There isn’t a harder question in political media planning right now than how much YouTube to buy.

On one hand, it’s an enormous reach driver and belongs in almost every media plan. On the other hand, there are legitimate questions around efficiency and attention.

Note: we’re talking about YouTube, not YouTube TV. We covered YouTube TV in Impressions to Ballots #16

What’s the bull case for YouTube?

1. Massive Reach Driver

YouTube should be included in almost all political media plans. Full stop.

It’s one of the largest reach platforms available to political advertisers today.

2. Reach across age groups

  • 70% of adults 55–64 are now reachable on YouTube

  • 54% of adults 65+ are reachable today, up from 32% in 2018

3. Most time spent on the TV screen

YouTube has a deep ecosystem of content that clearly attracts viewers and keeps them engaged.

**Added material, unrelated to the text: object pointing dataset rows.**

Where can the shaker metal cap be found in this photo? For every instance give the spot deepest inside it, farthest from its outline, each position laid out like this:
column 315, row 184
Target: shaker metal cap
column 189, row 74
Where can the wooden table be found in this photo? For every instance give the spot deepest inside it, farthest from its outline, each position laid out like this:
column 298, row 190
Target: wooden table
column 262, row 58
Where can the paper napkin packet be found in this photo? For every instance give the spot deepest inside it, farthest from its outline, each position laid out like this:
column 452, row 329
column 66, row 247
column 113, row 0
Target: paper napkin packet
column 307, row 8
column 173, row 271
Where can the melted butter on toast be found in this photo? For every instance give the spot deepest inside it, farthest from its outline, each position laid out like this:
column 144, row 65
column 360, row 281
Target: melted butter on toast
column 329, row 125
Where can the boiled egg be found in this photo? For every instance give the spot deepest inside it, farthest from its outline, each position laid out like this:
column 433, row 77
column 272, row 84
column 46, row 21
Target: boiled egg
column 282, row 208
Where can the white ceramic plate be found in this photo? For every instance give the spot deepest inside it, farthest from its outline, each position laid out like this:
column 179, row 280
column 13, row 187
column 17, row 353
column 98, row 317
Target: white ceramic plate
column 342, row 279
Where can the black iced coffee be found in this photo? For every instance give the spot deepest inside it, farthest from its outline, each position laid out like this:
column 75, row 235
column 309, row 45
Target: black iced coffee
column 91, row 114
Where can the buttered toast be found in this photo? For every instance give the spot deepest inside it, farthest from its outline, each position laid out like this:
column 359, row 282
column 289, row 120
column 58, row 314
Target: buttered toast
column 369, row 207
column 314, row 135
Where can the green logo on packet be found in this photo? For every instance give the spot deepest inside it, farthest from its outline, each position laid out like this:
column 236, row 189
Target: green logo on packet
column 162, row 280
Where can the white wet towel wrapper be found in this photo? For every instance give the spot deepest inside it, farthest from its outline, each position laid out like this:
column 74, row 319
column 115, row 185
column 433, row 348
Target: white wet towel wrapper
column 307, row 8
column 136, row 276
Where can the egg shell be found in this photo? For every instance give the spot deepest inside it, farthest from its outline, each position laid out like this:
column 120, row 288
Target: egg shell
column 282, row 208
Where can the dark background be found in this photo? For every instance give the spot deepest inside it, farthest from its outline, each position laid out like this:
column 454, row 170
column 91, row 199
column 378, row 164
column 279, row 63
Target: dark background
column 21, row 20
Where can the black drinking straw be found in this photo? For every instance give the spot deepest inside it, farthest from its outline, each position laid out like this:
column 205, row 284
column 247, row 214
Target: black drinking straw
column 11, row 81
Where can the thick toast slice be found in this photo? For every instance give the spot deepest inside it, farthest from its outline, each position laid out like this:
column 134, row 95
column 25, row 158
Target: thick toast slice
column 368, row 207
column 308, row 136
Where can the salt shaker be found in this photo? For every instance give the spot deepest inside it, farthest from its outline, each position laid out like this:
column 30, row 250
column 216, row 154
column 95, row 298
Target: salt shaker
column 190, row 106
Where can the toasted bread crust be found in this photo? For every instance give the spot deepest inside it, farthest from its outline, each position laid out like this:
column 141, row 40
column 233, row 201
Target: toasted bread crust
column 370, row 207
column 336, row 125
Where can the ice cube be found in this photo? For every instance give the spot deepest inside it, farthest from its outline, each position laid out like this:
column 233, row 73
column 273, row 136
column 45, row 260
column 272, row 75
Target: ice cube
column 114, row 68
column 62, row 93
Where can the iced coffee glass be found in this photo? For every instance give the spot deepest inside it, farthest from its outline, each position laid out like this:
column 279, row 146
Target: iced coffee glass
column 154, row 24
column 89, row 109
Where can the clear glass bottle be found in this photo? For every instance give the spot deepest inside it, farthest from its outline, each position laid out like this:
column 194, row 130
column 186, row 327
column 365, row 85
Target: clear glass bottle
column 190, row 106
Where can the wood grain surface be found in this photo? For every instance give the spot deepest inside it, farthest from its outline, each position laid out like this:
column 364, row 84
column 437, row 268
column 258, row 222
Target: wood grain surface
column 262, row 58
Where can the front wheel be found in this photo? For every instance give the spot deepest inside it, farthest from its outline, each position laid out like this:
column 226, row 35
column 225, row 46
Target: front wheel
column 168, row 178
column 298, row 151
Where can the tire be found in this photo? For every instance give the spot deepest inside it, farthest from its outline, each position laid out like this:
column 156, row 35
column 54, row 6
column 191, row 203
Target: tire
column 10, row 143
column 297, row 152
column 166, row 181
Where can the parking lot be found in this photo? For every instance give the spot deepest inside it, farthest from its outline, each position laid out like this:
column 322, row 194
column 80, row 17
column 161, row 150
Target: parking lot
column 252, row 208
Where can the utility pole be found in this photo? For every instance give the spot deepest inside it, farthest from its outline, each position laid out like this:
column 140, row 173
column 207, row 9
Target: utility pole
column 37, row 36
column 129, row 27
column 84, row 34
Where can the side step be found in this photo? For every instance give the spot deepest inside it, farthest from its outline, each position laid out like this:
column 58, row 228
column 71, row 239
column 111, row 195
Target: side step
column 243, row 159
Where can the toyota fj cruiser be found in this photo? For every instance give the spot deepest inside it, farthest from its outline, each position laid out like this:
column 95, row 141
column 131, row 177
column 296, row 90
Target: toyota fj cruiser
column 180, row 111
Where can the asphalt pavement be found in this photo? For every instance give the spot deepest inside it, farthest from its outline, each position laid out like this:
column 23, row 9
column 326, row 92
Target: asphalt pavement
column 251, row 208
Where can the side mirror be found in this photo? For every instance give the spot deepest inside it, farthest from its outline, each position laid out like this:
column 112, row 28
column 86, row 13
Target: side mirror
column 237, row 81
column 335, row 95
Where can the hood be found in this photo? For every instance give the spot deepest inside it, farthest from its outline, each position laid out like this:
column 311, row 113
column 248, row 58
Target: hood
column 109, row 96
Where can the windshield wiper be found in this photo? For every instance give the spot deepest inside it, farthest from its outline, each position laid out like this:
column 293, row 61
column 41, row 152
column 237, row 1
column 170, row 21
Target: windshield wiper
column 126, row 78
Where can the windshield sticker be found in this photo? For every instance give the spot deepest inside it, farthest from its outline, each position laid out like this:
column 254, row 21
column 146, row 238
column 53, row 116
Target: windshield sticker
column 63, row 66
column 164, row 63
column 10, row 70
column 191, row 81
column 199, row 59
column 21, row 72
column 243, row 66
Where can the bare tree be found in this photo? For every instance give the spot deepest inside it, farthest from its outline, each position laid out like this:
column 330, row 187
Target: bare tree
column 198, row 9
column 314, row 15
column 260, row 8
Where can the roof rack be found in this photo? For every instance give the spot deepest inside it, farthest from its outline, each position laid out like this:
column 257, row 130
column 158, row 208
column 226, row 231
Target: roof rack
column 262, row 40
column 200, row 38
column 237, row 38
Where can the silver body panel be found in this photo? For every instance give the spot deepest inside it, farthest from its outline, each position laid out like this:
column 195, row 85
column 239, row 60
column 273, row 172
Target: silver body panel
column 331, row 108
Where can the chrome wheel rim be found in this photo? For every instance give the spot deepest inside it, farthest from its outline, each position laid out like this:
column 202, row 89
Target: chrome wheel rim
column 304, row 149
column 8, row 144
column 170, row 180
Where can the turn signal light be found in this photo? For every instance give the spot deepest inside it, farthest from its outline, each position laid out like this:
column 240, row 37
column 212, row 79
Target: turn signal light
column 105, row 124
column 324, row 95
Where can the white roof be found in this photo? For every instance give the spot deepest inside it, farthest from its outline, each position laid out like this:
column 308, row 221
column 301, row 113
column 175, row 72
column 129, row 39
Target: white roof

What is the bear case for YouTube?

1. Targeting limitations

Political advertisers are restricted to:

  • Age

  • Gender

  • Geography

  • Contextual targeting

Audience targeting is not allowed.

That means campaigns will inevitably waste budget by serving impressions to people who will never vote or who would never vote for their candidate. This lowers the cost efficiency compared to highly targetable environments like CTV.

2. Attention variability

Attention on YouTube varies dramatically.

The platform contains an enormous range of content types, screen environments, and viewer behaviors. That variability leads to significant differences in attention and ad engagement.

In a recent statewide campaign we ran for a month, our YouTube ads were shown across 480K channels. YouTube is long-tail.

Analysis by TVision shows that across all dayparts, viewers pay more active attention to streaming apps than YouTube.

3. Lack of Measurement

YouTube operates as a walled garden. It’s difficult to answer basic questions, such as who was reached across platforms and how often.

Google provides strong in-platform reporting, but it doesn’t reconcile cleanly with streaming or linear.

YouTube can deliver scale, but it is harder to measure who you reached and how effective that spend was compared to more transparent environments.

Where does YouTube Premium fit?

This is something to watch over the next few years. The shift to digital and streaming viewership has given voters more options to pay to avoid ads.

YouTube Premium is Google’s answer to this demand. For $7.99 a month, you can remove most ads; for $13.99, they are all gone.

US subscribers have tripled since 2020. If this growth continues, YouTube’s ad reach will fall even if time spent on the platform continues to climb.

What does this mean for political advertisers?

  • YouTube is a reach driver. It has to be included in almost all political media plans. It is a massive driver of reach and viewership.

  • Expect waste. Limited targeting means you will hit voters outside your audience. That’s the tradeoff for scale. Budget accordingly.